Self-Supervised Large Scale Point Cloud Completion for Archaeological Site Restoration
Aocheng Li, James R. Zimmer-Dauphinee, Rajesh Kalyanam, Ian Lindsay, Parker VanValkenburgh, Steven Wernke, Daniel Aliaga
TL;DR
This work tackles the challenge of completing large-scale, highly incomplete archaeological point clouds lacking ground-truth data. It introduces a novel MCOP representation that converts 3D data into a single, multi-channel 2D image, enabling large-scale point cloud completion via patch-based self-supervision and inpainting, followed by reprojection and Poisson reconstruction. The approach employs adversarial patch-based training, consistency and texture-sim losses to overcome unbalanced missing-data distributions and to preserve appearance and geometry. Experiments on Peruvian archaeological sites demonstrate state-of-the-art performance in both image-level and point-cloud metrics, producing high-fidelity, colored restorations of structures that are largely missing surfaces, and scalable to millions of points with robust visual texture.
Abstract
Point cloud completion helps restore partial incomplete point clouds suffering occlusions.

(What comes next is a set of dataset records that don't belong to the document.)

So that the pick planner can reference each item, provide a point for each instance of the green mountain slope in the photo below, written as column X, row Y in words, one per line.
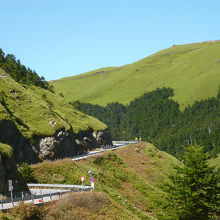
column 192, row 70
column 129, row 176
column 39, row 124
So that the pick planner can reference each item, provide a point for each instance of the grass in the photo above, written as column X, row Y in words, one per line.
column 216, row 161
column 6, row 150
column 192, row 70
column 36, row 111
column 129, row 176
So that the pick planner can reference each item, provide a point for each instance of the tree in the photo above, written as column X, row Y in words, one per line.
column 193, row 190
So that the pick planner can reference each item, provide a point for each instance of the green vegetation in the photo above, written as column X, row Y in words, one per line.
column 193, row 189
column 134, row 170
column 156, row 118
column 192, row 70
column 37, row 111
column 216, row 161
column 27, row 172
column 21, row 73
column 6, row 150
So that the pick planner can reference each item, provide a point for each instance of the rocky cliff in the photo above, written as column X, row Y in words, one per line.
column 41, row 125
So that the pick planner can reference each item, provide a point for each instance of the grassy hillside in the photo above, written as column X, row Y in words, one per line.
column 192, row 70
column 36, row 111
column 129, row 176
column 216, row 161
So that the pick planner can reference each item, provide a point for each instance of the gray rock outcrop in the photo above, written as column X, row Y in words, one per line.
column 8, row 171
column 60, row 145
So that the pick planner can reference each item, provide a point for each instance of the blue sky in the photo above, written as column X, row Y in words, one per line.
column 59, row 38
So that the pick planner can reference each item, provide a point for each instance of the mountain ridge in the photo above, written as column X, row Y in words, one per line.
column 190, row 69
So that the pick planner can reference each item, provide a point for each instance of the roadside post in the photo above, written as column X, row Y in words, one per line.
column 92, row 183
column 92, row 179
column 1, row 196
column 10, row 188
column 82, row 181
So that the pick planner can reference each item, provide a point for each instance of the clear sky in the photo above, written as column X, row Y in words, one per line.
column 59, row 38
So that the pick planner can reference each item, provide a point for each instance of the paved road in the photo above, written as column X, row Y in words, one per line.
column 117, row 144
column 39, row 196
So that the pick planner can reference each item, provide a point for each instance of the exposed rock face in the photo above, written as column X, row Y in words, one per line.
column 9, row 134
column 8, row 171
column 60, row 145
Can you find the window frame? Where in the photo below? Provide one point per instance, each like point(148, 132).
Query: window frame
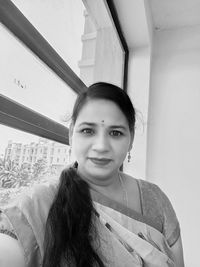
point(22, 118)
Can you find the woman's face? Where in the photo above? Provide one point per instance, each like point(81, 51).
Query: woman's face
point(100, 139)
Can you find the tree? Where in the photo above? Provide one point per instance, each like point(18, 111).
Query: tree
point(39, 168)
point(8, 174)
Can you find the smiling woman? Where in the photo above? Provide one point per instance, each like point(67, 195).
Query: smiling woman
point(97, 215)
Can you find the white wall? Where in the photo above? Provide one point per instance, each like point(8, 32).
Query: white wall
point(173, 154)
point(138, 89)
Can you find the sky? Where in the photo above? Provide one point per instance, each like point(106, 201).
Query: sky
point(27, 80)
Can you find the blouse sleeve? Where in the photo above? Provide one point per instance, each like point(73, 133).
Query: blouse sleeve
point(171, 228)
point(157, 206)
point(6, 226)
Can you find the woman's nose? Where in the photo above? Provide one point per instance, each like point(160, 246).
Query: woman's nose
point(101, 143)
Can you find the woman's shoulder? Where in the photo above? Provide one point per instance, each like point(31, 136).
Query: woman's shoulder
point(158, 206)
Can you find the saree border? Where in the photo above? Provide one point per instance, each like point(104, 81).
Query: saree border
point(106, 201)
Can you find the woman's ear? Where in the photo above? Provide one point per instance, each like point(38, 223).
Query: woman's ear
point(71, 128)
point(131, 142)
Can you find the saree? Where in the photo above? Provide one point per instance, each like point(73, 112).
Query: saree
point(123, 239)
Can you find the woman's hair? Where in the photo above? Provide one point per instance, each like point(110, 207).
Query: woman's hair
point(107, 91)
point(70, 228)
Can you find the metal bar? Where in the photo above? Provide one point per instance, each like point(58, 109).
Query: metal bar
point(17, 23)
point(122, 39)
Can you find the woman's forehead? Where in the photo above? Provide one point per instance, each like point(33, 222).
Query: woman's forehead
point(100, 111)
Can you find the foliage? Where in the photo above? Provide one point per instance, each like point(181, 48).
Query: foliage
point(14, 178)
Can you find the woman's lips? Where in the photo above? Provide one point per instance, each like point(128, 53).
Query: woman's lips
point(100, 161)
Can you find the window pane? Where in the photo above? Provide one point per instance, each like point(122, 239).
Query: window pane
point(60, 23)
point(27, 80)
point(102, 54)
point(26, 160)
point(84, 35)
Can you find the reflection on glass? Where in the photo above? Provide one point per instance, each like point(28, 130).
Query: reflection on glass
point(28, 81)
point(26, 160)
point(60, 23)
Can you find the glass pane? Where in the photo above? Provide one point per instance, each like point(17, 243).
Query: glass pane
point(27, 80)
point(26, 160)
point(102, 53)
point(61, 24)
point(84, 35)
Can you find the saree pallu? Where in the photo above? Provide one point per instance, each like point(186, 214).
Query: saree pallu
point(122, 240)
point(131, 242)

Current self-supervised methods fail to give high fidelity completion for large objects with missing surfaces and unbalanced distribution of available points. In this paper, we present a novel method for restoring large-scale point clouds with limited and imbalanced ground-truth. Using rough boundary annotations for a region of interest, we project the original point clouds into a multiple-center-of-projection (MCOP) image, where fragments are projected to images of 5 channels (RGB, depth, and rotation). Completion of the original point cloud is reduced to inpainting the missing pixels in the MCOP images. Due to lack of complete structures and an unbalanced distribution of existing parts, we develop a self-supervised scheme which learns to infill the MCOP image with points resembling existing "complete" patches. Special losses are applied to further enhance the regularity and consistency of completed MCOP images, which is mapped back to 3D to form final restoration. Extensive experiments demonstrate the superiority of our method in completing 600+ incomplete and unbalanced archaeological structures in Peru.